It does not appear that Cambridge changed the policy for Ramanujan, although they did use a rather atypical degree they had for him (Bachelor of Arts by Research, not Bachelor of Science by Research). PhD in Mathematics was not traditional in Britain, and was only created after the First World War. Ramanujan was a beneficiary of the general conversion in 1920s. Here is from The Mathematics PhD in the United Kingdom: Historical Notes for the Mathematics Genealogy Project:
"The UK has an unbroken tradition of 800 years of university mathematics but for nearly all of that time the creation of doctors played no part in the process of preparing the next generation of mathematicians.
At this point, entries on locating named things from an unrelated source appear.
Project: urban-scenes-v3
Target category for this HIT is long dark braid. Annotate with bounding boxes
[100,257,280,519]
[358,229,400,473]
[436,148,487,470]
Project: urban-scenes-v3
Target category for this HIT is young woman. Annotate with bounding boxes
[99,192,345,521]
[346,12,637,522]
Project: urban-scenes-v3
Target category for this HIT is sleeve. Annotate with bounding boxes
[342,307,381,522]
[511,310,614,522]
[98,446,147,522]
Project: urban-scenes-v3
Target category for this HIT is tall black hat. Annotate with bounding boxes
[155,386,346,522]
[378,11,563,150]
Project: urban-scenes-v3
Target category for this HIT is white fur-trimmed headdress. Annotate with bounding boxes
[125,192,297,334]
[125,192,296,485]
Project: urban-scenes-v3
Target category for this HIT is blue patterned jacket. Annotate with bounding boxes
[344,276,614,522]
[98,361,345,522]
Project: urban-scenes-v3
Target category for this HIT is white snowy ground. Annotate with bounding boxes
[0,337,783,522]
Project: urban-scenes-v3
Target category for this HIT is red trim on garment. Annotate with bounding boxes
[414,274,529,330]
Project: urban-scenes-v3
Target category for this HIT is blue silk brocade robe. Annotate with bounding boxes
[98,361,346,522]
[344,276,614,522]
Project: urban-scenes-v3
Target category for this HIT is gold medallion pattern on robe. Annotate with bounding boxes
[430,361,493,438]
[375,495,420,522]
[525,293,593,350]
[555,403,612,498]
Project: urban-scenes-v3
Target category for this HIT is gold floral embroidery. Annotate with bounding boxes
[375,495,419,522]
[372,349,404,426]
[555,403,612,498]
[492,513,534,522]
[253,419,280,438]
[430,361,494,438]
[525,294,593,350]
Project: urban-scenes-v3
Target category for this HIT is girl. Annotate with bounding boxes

The PhD is new to the UK, compared to Germany or even to the United States (see NSF US Doctorates). It appeared at the end of the First World War and it was not until after the Second that a PhD became part of the usual preparation of a university mathematician... When looking up British mathematicians in the Mathematics Genealogy Project database:
Do not expect to find many PhDs before 1940.
Do not be surprised to find supervisors (advisors) with only a first degree...
The image of a PhD system has been present since 1850, there has been a PhD degree since 1920 and a functioning PhD system since around 1950.
In the 19th century British university reformers looked to Germany for a model of the modern university and the higher degree was an element in the German system... In Cambridge there was no feeling that a research degree was necessary for its own graduates but the university created a Bachelor of Arts by Research for graduates from other universities; this could be completed in one year. This was not a popular degree and BritMath lists only one person with it, appropriately the unique Ramanujan...
By the beginning of the 20th century the case for a PhD type degree had been made and won — at least outside Cambridge (and Oxford). In 1917 representatives of the universities met and agreed that they would establish a PhD degree... However, deciding to create a degree is not the same as deciding that the degree should matter. There was no resolution to create a system in which the PhD would be an essential part of the preparation of the university academic. The system evolved without anybody planning it... Oxford was the first university to institute such a degree, although its choice of title, DPhil, was idiosyncratic. The first Oxford DPhil in mathematics was awarded in 1921. The first Cambridge PhD in mathematics was awarded in 1924 to an Australian Thomas Cherry.